Dynamic Data Allocation Policy for Static Usage to optimize the Performance of Multi-Core Systems

Submit New Article

Last Modified On :   June 15, 2009 9:01 AM PDT
Rate
 


Dynamic Data Allocation Policy for Static Usage to optimize the Performance of Multi-Core Systems

Research Area: Performance Analysis of Multicore Systems

Authors: Mr. Sridutt, 6th Semester, Dept of Computer Science & Engineering & Mr. Shrisha , 6th Semester,  Dept of Electronics & Communication.

Faculty mentor: Prof. Santosh .L. Deshpande, Dept. of Computer Science & Engineering.

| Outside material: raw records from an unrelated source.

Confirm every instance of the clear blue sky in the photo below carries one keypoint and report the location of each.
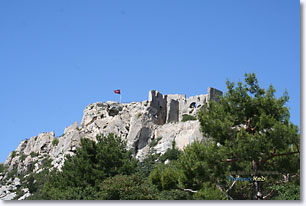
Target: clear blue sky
(58, 56)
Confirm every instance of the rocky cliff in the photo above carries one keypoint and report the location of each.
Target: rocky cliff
(138, 123)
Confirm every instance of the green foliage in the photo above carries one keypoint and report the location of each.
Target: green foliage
(287, 191)
(13, 154)
(139, 114)
(22, 157)
(171, 153)
(254, 132)
(2, 168)
(187, 117)
(127, 187)
(147, 165)
(55, 142)
(209, 192)
(12, 174)
(248, 132)
(174, 194)
(83, 173)
(34, 154)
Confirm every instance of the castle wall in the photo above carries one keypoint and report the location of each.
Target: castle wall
(172, 107)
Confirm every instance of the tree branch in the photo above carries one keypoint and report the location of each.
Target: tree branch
(187, 190)
(268, 195)
(277, 155)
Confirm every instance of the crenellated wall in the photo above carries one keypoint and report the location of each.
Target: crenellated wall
(172, 107)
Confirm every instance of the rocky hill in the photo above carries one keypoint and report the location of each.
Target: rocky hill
(138, 123)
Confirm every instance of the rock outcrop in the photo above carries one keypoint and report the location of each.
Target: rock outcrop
(138, 122)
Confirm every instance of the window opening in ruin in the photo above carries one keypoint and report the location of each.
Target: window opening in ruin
(193, 105)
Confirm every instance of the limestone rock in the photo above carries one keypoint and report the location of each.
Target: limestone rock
(138, 123)
(72, 127)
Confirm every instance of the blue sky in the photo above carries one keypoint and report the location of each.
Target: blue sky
(58, 56)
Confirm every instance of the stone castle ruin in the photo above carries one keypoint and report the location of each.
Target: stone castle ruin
(139, 123)
(172, 107)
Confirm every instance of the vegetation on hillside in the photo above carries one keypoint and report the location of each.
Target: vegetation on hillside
(252, 152)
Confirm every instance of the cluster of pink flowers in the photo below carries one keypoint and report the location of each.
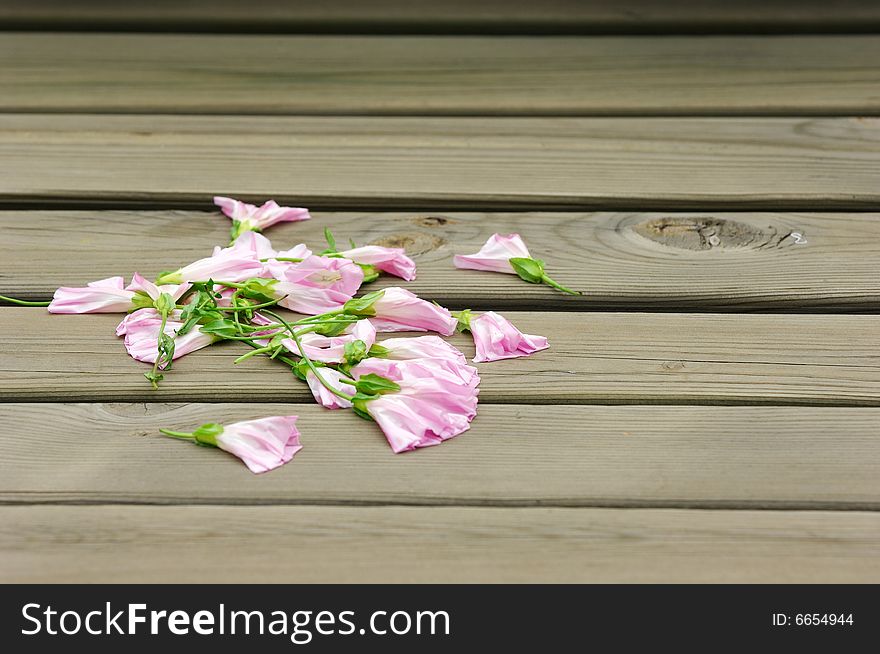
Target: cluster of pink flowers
(420, 390)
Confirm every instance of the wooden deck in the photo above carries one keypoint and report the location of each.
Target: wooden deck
(709, 410)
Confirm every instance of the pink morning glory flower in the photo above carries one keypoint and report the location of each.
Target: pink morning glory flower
(397, 309)
(433, 403)
(509, 254)
(111, 296)
(229, 265)
(324, 397)
(495, 255)
(393, 261)
(325, 272)
(326, 349)
(420, 347)
(263, 444)
(495, 337)
(141, 332)
(248, 217)
(103, 296)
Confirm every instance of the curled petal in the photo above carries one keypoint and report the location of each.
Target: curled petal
(263, 444)
(496, 338)
(495, 255)
(103, 296)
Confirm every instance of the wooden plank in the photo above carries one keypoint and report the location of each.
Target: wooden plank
(422, 75)
(655, 261)
(638, 456)
(593, 358)
(416, 545)
(437, 163)
(449, 16)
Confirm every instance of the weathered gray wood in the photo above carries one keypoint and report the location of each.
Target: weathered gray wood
(440, 75)
(709, 457)
(593, 358)
(437, 163)
(417, 545)
(706, 261)
(449, 16)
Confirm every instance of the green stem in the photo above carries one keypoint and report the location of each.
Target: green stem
(259, 350)
(286, 360)
(24, 303)
(312, 366)
(182, 435)
(547, 280)
(251, 306)
(158, 354)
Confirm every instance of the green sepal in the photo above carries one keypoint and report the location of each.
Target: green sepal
(141, 301)
(373, 384)
(363, 306)
(222, 327)
(154, 378)
(207, 434)
(166, 349)
(302, 368)
(169, 277)
(331, 328)
(377, 350)
(259, 289)
(359, 405)
(464, 319)
(164, 304)
(531, 270)
(355, 352)
(371, 273)
(331, 241)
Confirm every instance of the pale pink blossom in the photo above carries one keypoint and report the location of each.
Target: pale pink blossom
(322, 395)
(263, 444)
(310, 300)
(326, 349)
(325, 272)
(496, 338)
(390, 260)
(409, 421)
(251, 217)
(400, 310)
(103, 296)
(229, 265)
(256, 246)
(409, 373)
(434, 403)
(331, 349)
(421, 347)
(141, 285)
(141, 331)
(495, 254)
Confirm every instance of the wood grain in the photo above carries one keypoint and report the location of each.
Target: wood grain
(437, 163)
(593, 358)
(413, 545)
(449, 16)
(423, 75)
(655, 261)
(638, 456)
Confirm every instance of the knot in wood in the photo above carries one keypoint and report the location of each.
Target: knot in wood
(702, 233)
(414, 243)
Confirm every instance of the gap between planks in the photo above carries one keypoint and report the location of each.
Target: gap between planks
(449, 17)
(708, 261)
(442, 163)
(640, 456)
(595, 358)
(423, 75)
(417, 545)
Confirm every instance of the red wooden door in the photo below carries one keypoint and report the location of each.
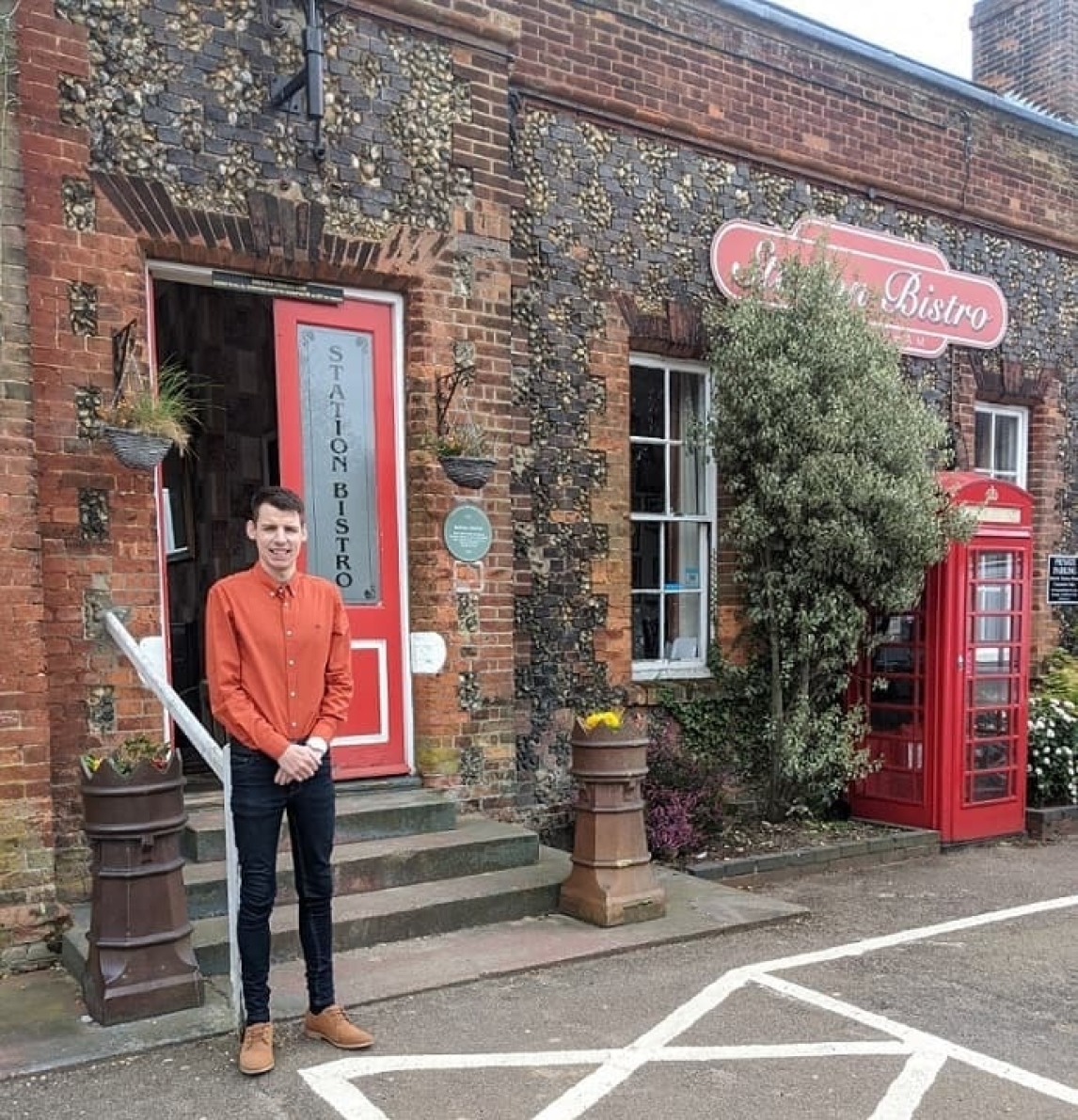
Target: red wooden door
(338, 434)
(984, 780)
(895, 686)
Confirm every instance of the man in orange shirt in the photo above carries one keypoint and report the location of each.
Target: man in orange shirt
(278, 662)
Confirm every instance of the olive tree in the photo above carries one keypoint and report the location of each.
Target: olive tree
(831, 510)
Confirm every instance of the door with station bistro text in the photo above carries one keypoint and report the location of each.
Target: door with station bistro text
(338, 430)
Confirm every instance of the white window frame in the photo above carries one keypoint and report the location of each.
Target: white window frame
(695, 666)
(1008, 411)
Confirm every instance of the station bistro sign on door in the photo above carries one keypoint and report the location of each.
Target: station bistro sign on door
(921, 301)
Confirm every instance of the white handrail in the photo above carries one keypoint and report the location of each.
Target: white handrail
(216, 757)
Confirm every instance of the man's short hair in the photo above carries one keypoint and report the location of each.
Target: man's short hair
(279, 497)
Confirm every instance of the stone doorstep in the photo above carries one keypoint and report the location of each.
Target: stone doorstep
(884, 849)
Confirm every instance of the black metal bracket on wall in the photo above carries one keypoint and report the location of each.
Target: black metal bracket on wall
(309, 78)
(445, 390)
(122, 345)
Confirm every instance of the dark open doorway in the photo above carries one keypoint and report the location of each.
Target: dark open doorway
(226, 340)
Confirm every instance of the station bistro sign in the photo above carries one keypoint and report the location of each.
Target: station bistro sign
(923, 303)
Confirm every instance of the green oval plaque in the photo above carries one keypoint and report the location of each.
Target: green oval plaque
(468, 533)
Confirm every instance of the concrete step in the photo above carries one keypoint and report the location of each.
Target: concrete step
(474, 846)
(361, 815)
(381, 916)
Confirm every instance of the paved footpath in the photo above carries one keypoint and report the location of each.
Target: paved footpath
(937, 989)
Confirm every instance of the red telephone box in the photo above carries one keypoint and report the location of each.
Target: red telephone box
(947, 690)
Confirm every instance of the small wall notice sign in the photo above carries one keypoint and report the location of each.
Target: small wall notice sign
(468, 533)
(1062, 580)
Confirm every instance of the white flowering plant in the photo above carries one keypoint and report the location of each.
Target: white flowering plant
(1054, 752)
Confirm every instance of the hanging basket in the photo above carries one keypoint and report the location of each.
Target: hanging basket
(472, 474)
(136, 450)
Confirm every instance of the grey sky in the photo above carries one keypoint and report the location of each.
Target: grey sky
(932, 31)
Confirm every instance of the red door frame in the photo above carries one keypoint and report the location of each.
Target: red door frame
(375, 739)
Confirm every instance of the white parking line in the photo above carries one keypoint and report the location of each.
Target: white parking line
(333, 1081)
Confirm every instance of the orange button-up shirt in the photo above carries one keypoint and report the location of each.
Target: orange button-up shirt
(278, 658)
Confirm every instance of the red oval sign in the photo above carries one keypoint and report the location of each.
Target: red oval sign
(921, 303)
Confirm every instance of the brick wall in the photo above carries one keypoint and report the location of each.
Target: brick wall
(540, 181)
(1029, 48)
(29, 918)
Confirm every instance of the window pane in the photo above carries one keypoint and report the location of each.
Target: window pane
(686, 403)
(983, 441)
(649, 491)
(687, 475)
(646, 544)
(683, 556)
(646, 405)
(1007, 446)
(645, 627)
(683, 627)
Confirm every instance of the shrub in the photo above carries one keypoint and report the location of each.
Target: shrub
(1053, 765)
(684, 797)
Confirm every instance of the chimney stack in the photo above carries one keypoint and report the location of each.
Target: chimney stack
(1029, 48)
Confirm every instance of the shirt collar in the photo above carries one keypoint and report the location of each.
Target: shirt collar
(271, 585)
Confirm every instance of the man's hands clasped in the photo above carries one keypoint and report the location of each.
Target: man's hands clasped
(300, 761)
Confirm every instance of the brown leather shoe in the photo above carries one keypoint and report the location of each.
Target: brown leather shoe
(257, 1049)
(334, 1027)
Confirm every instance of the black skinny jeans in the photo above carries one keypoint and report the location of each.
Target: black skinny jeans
(258, 807)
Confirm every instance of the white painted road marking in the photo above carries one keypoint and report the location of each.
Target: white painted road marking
(927, 1054)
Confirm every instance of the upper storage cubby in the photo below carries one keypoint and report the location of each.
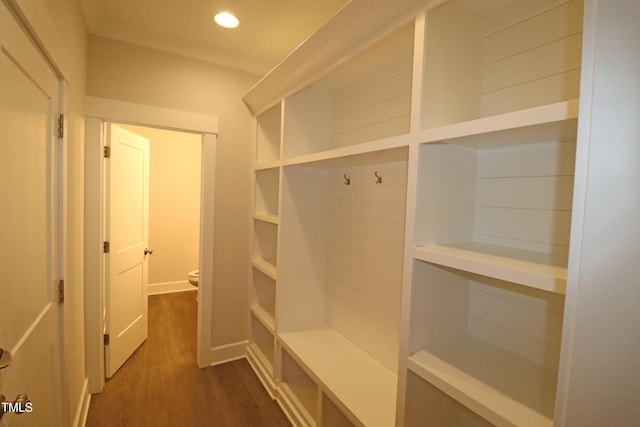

Name of the Institution: S.D.M College of Engineering & Technology, Dharwad, Karnataka, India

Abstract: Speed of processors today has reached an inflection point amidst the advancements in the technologies of Multi-core Processors. The short fall is because of 3 major setbacks being latencies and pitfalls in the Bus Control Algorithms, Cache management Algorithms and the more cumbersome of all and also the most important the Replication Policies/Strategies.

 

A Replication Policy is strongly influenced by the number of Read (RO) hits and the Read-Write (RW) hits encountered by cache memories (L1 & L2) which service various parallel threads of a Multi-core Processor. In this paper the use of dynamic data replications for static usage is proposed.

 

Our model tries to decrease this latency by addressing the major setbacks in Replication Policies/Strategies. The Replication policy presented takes into consideration 3 major parameters: Percentage of L1 & L2 cache shares, replacement preferences among the caches and finally the optimal solution for the shared variable(RW) allocations.

 

The current cache replacement algorithms that are followed are like the  LRU, MRU etc with an overall time complexity of more than n and so is the case with bus control algorithms. And that is why a policy to decide the cache management is used. A policy does not have a mathematical proof like the algorithms but decides based on the data and statistics available to the dispatcher (controller) and thus the worst case complexity is always linear and equal to n that leads to a considerable improvement in efficiency.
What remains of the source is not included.